When you breathe, you only breathe through two places – your mouth and your nose. And you draw air into your lungs.
But if you’re a snapping turtle that spends a lot of time underwater during the winter, breathing through your mouth and nose isn’t always an option. Like humans, turtles would drown if they tried breathing with their lungs underwater.
A different way to breathe
To solve this breathing-underwater problem, Mother Nature turned to the other end of the turtle’s body. A turtle’s backside opening is called a cloaca, and it is really a multitasker. This is where turtles poop and pee and how they lay their eggs. It is also where they “breathe” underwater! Scientists call this cloacal respiration. We just call it cool.
What’s the science?
Muscles force water in and out of their backside. There are a lot of blood vessels in the cloacal opening, which can absorb a bunch of oxygen from the water through the skin. It is basically a butt sponge. But instead of sucking up water, the cloaca sucks up oxygen.
It’s all in the family
Snapping turtles aren’t the only turtles to accomplish this amazing act. Other water-loving turtles use butt breathing to survive like the Fitzroy river turtle in Australia. Closer to home, the painted turtle does the same thing right here in Will County.
Cool facts about snapping turtles:
Snapping turtles are cold-blooded. Their body temperature is the same as their environment. A pond that is 35 degrees in temperature equals a turtle that is 35 degrees in temperature. Brrr.

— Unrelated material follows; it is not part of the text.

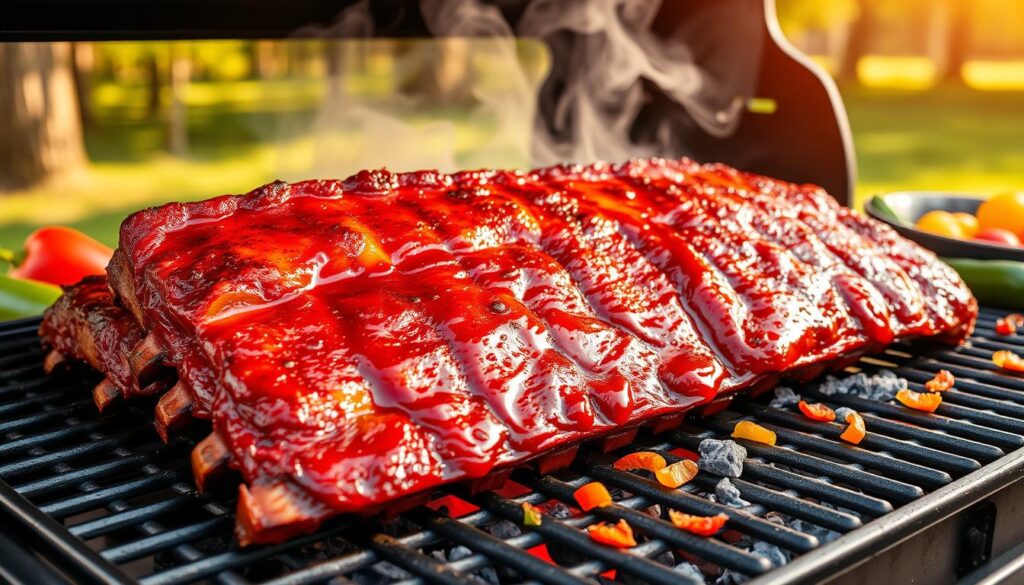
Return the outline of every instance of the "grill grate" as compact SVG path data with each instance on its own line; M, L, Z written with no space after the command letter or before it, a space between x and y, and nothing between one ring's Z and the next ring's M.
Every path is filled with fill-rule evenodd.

The lower their body temperature, the slower these turtles move.
Cold, slow moving turtles make an easy mark for predators, so they slow waaaay down into something like hibernation. When reptiles and other cold blooded animals do this, it’s called brumation.

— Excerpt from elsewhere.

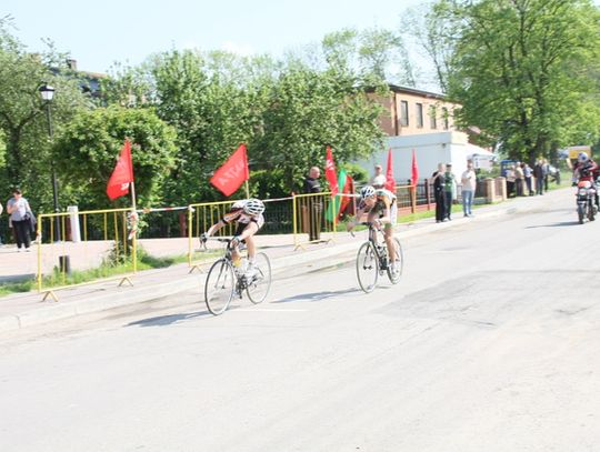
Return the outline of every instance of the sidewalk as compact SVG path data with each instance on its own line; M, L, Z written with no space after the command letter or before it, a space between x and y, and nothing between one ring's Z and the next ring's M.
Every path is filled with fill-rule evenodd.
M492 217L521 213L536 210L546 210L556 205L566 197L566 190L553 190L542 197L511 199L501 204L486 205L476 210L474 219L462 218L456 213L454 220L444 223L436 223L434 219L420 220L413 223L403 223L397 227L400 239L434 233L447 228L464 224L466 222L478 221ZM574 213L573 213L574 215ZM323 234L323 238L326 234ZM359 243L366 239L366 233L361 232L352 238L350 234L339 232L334 241L328 243L308 244L304 250L294 251L293 239L290 235L259 235L259 247L271 259L273 274L290 269L294 265L311 264L310 270L326 268L348 261L348 253L357 250ZM162 240L162 242L161 242ZM159 249L173 249L169 241L187 239L156 239L152 247ZM346 255L344 255L346 254ZM10 260L31 259L36 253L17 253L2 250L2 267L11 268ZM10 257L10 258L9 258ZM9 258L9 259L6 259ZM206 272L211 262L202 265ZM63 289L57 292L58 302L41 301L42 294L28 292L0 298L0 333L16 331L22 328L73 318L83 314L104 314L116 309L136 309L136 305L149 303L159 299L184 292L198 290L198 300L202 301L202 284L206 273L194 271L189 272L187 264L173 265L167 269L148 270L138 272L131 278L133 287L118 287L118 281L99 282L87 285ZM34 271L33 271L34 273ZM277 278L276 278L277 280Z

Snapping turtles don’t always completely shut down in the winter. Scientists have recorded seeing them swim around under the ice when we get a warm spell.
Snapping turtle shells act like antacids! (Antacids are medicine people use to calm stomach acid.) Lactic acid is waste that builds up in all of our muscles when we don’t have enough oxygen. Think about when you run really fast. Do you feel the burn? Do your muscles cramp up? That is lactic acid build up. In the winter, sometimes lactic acid gathers in snapping turtles. Their shell has lots of calcium and carbonate in it. Luckily, that naturally stops acid. Calcium is the same stuff in antacids that stops acid in your stomach.

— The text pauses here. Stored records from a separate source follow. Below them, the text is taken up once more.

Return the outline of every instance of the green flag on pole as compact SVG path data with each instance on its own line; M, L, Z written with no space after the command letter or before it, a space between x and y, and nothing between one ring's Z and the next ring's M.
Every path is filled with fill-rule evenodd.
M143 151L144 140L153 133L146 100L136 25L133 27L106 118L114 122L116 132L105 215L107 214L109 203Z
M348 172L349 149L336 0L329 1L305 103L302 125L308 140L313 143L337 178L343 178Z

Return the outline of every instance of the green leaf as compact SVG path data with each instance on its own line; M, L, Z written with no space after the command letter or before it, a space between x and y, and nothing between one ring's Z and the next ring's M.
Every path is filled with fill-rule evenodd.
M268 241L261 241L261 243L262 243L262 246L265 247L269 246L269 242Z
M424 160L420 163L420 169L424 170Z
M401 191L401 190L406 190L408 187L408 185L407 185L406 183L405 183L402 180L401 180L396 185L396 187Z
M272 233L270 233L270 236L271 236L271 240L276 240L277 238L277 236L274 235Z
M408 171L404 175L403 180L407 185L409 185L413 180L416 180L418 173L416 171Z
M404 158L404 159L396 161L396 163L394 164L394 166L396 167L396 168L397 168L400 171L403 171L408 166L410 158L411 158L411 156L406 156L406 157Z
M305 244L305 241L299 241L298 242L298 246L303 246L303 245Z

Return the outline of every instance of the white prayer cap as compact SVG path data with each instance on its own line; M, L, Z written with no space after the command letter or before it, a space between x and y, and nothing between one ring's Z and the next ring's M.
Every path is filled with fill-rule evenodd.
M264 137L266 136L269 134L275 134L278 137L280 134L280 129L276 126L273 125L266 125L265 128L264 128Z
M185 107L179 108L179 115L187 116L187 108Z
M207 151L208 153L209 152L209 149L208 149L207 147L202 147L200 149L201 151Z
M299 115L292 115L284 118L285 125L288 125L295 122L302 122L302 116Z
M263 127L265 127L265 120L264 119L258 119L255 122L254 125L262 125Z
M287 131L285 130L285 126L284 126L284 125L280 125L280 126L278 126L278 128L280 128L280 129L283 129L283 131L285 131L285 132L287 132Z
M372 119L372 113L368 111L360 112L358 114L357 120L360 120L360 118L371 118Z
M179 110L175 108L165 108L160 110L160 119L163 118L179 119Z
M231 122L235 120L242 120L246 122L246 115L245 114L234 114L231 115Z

OK, snapping turtle expert, take your friends for a pond hike and share this info:
It’s all in the name. Unlike other turtles that can completely pull their head and legs into their shell, snapping turtles can’t. Instead they protect themselves with strong jaws that snap.
Snapping turtles are usually pretty chill in the water. But on land, they can be aggressive and might even try to bite.
There are two species of snapping turtles: One is just called a snapping turtle (Chelydra serpentina) and the other is called an alligator snapping turtle (Macrochelys temminckii). Both are found in Illinois, but the alligator snapping turtle is endangered.
You won’t see alligator snapping turtles in Will County; they are only located in Southern Illinois.
Alligator snapping turtles are the largest of its species, weighing a whopping 150 pounds! The more common snapping turtle found in Will County taps out at 35 pounds.
Snapping turtles eat almost anything they can catch and swallow from insects to fish to mammals. They get their veggies in too, eating aquatic plants.
Alligator snapping turtles have their own built-in “lure”! Their tongues look like a worm – a delicious meal if you’re a fish. Alligator snapping turtles hang out at the bottom of rivers with their mouths wide open, wiggling their pink tongues. When a fish takes the bait, it’s lunchtime for these hungry turtles.